The authors’ principal focus is therefore on their ‘remarkable, non-judgemental and much-loved mother’ and Cecily’s successful, albeit often painful, evolution from an apparently dutiful 1940s wife to the ‘undisputed matriarch’ of the family. Her daughters sympathetically record a remarkable experience that would have then been called ‘a nervous breakdown’, followed by Cecily’s discovery of Jungian psychology, which formed the basis of her psychic reconstitution and her subsequent career as a psychologist and counsellor.

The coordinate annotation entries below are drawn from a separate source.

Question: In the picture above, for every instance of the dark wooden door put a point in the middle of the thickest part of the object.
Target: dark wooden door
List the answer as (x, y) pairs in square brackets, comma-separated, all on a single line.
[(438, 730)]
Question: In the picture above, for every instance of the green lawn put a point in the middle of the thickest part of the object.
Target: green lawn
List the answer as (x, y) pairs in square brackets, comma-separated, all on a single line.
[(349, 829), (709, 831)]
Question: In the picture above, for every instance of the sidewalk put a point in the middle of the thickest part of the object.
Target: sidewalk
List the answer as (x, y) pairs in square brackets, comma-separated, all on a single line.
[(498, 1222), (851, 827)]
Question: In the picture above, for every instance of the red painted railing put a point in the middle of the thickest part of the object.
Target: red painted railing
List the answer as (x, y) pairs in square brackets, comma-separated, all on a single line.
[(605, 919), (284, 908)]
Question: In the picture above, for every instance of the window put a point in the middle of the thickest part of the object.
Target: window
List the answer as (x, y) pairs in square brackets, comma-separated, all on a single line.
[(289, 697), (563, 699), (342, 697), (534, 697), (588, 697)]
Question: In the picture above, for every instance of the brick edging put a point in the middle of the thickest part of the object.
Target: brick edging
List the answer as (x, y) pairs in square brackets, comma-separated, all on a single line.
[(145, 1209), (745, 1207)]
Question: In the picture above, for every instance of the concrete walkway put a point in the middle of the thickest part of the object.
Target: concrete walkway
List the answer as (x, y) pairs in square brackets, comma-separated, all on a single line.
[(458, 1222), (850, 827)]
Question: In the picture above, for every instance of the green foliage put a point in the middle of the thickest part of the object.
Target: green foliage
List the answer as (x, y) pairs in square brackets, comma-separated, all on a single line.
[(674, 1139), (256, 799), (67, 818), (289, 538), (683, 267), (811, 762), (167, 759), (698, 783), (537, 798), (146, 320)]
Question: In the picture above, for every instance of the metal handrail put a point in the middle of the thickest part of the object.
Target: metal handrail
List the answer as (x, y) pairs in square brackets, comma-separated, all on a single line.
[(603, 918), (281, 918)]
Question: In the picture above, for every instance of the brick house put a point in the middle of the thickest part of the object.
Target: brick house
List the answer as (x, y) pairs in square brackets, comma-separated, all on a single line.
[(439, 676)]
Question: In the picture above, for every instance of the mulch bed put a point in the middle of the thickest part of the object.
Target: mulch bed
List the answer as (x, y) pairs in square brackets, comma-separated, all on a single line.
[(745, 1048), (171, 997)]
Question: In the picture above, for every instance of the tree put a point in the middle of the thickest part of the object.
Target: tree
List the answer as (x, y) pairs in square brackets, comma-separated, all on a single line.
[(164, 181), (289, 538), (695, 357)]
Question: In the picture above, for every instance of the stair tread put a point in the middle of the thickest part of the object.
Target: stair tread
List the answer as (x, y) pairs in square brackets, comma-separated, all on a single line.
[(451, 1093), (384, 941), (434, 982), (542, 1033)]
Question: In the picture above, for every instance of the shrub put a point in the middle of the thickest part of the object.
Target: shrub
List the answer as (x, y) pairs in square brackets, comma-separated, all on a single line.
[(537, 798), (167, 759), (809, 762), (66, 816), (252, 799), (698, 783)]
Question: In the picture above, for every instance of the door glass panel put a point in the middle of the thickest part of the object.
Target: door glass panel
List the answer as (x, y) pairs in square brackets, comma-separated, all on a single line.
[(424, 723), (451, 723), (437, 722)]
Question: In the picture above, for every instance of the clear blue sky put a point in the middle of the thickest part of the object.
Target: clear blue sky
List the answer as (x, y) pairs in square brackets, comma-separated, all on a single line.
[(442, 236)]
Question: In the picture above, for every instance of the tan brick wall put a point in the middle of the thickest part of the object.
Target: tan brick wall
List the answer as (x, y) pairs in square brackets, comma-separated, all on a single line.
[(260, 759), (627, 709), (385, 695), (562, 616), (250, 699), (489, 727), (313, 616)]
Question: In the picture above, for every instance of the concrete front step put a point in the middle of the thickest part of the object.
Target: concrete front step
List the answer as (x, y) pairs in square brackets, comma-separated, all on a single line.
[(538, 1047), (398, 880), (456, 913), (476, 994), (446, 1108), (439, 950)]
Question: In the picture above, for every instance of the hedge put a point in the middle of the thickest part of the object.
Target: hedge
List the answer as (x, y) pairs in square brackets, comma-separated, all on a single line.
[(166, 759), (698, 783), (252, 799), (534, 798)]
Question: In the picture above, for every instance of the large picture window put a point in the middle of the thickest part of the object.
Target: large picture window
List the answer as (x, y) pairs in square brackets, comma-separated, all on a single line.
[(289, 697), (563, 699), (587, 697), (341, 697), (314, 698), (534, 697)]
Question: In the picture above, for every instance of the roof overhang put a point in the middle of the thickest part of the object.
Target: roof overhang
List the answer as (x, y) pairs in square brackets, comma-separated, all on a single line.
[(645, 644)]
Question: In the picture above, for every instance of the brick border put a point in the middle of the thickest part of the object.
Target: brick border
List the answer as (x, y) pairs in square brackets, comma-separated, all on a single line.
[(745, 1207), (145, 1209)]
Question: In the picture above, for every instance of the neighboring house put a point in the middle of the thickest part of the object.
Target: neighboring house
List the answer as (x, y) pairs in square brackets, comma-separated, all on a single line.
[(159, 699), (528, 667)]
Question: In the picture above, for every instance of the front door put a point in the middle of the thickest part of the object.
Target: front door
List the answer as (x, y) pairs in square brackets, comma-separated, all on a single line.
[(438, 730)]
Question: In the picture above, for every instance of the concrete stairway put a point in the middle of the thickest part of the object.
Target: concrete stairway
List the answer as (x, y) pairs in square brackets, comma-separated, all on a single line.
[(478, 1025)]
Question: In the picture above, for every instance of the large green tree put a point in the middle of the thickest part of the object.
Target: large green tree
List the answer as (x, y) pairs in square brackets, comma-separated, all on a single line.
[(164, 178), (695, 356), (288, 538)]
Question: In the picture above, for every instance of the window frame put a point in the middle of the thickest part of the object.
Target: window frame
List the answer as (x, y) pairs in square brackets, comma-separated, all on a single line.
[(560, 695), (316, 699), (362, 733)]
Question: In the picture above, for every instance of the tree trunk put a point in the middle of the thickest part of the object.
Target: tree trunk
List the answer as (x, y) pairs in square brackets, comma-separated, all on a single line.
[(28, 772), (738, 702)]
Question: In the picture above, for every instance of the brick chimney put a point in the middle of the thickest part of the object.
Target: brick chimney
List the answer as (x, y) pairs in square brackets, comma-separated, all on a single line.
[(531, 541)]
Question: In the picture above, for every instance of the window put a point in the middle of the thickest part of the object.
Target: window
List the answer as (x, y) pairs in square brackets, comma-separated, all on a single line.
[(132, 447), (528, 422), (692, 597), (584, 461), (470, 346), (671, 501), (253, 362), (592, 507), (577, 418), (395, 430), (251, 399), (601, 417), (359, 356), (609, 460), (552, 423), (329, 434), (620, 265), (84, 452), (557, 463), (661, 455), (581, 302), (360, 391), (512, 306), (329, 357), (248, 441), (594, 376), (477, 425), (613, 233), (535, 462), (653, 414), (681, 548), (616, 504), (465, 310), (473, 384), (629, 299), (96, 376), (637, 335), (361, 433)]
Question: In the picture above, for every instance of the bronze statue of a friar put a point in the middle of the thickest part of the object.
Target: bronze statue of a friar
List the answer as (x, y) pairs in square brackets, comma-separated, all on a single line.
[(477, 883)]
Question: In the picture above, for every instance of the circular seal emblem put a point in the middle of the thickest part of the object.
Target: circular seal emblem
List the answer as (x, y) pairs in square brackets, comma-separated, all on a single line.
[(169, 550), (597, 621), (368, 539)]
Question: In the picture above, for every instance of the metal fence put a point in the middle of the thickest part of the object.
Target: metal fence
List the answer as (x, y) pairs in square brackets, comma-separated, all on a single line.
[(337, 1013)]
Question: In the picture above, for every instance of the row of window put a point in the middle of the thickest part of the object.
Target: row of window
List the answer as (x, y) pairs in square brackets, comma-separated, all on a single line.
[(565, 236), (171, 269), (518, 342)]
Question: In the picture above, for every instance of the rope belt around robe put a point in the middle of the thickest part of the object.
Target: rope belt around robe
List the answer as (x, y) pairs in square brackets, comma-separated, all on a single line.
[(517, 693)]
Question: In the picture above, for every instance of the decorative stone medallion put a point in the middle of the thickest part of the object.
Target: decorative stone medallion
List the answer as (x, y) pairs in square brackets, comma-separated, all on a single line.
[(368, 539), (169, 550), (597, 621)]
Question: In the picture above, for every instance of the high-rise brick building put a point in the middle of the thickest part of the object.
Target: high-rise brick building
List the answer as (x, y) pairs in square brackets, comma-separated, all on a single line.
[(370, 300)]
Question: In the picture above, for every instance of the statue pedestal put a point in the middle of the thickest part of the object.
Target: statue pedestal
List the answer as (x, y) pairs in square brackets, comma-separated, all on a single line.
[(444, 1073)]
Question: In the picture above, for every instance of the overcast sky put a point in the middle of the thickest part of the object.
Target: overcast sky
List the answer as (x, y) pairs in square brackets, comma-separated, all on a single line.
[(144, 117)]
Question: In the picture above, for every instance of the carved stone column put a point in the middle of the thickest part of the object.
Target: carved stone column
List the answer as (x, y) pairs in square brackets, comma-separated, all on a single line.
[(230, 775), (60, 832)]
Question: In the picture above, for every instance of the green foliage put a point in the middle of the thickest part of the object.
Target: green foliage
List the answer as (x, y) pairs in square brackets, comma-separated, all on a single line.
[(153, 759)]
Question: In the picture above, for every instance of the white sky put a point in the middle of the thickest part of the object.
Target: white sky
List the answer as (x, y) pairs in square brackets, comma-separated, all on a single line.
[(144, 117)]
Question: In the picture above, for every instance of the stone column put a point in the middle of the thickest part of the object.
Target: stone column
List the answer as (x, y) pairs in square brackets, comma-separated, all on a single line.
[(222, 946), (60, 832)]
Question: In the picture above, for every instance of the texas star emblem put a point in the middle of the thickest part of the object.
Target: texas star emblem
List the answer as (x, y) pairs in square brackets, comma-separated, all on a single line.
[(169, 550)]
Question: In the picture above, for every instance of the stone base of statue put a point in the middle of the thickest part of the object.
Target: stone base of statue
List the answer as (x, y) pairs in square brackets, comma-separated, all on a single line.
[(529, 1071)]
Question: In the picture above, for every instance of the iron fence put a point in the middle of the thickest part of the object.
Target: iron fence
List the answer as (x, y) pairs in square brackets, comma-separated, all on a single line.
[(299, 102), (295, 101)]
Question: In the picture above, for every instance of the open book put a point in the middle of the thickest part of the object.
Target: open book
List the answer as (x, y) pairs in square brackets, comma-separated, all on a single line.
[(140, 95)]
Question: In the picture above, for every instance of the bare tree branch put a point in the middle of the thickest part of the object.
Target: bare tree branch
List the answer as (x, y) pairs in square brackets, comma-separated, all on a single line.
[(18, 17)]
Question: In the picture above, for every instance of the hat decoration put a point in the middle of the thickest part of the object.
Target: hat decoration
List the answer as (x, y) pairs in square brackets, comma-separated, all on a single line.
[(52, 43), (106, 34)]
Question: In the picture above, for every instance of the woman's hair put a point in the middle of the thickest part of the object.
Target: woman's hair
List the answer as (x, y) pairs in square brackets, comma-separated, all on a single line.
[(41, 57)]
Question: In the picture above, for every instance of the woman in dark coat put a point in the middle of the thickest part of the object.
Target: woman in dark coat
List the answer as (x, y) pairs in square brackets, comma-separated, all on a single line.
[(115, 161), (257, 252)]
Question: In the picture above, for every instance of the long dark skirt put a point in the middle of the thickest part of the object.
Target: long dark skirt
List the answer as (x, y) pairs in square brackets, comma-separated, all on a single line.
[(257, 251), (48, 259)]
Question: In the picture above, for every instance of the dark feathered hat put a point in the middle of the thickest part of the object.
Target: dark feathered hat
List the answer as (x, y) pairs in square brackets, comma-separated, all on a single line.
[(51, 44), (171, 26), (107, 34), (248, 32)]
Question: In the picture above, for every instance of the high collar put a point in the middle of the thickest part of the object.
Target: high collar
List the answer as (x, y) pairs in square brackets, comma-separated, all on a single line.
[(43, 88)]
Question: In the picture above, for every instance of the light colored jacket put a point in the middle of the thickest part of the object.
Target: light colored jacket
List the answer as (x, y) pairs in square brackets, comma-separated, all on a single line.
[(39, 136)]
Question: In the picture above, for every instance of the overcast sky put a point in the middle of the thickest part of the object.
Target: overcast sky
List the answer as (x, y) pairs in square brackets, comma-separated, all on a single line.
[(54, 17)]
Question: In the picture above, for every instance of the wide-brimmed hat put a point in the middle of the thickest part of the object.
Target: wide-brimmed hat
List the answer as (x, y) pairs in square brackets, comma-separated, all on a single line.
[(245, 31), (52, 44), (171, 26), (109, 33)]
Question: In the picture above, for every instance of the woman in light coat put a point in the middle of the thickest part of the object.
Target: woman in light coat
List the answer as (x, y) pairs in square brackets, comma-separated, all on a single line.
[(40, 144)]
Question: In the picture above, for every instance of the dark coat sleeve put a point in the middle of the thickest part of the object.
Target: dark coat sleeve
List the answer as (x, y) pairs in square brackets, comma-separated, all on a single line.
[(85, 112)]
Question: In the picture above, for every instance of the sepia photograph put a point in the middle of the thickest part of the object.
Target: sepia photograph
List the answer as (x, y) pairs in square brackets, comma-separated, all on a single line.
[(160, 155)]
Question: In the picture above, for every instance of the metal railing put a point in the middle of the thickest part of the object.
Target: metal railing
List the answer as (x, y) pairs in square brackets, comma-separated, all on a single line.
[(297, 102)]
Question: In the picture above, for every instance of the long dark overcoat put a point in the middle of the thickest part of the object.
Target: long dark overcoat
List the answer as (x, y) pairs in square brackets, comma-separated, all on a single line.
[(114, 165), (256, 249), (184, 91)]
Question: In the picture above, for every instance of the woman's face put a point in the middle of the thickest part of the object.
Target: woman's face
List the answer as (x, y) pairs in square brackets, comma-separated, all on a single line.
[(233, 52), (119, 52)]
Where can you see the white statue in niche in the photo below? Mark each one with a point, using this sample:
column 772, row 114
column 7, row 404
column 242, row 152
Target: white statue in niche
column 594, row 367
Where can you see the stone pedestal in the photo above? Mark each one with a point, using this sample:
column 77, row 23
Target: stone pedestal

The marriage to John was clearly destined not to last. Eventually, while John held an appointment at the Australian National University, they divorced. Cecily married Robert Parker, a leading political scientist, whose ex-wife, Nancy, married Geoffrey Sawer, a legal academic recently widowered. This marriage-go-round was a topic of gossip in ANU tearooms for decades afterwards, but the sensitivity with which Pamela and Meredith discuss the marriages and extramarital relationships of John and Cecily raises this ‘intimate account’ far above mere prurience.
While some readers will be interested in the discussion of Burton’s official and academic careers, and others in Cecily’s introspective soul-searching, others will be attracted by the interaction of the two stories. Whether the central figure is Henry VIII, John F. Kennedy or Bill Clinton, the reading public has long been fascinated by the private lives affected, damaged, or even destroyed by controversial public figures. There are echoes here of Mary Trump’s Too Much and Never Enough (2020), on the dynamics of the former president’s family, and Troy Bramston’s Bob Hawke (2022), which records both Hawke’s public life, as a mostly successful trade union advocate and prime minister, and the appalling strains that his womanising, drinking, and egotistical ambition placed on his first wife and his family. (Hawke even makes a cameo appearance in Persons of Interest, as Meredith sees him flirting with a woman with whom, as the daughters realised before their mother, Burton was engaged in an affair).
By placing the intimately personal and psychological in the foreground and the public and political in the background, Persons of Interest casts fresh light on Australian public life and its often damaging interaction with Australians’ private lives.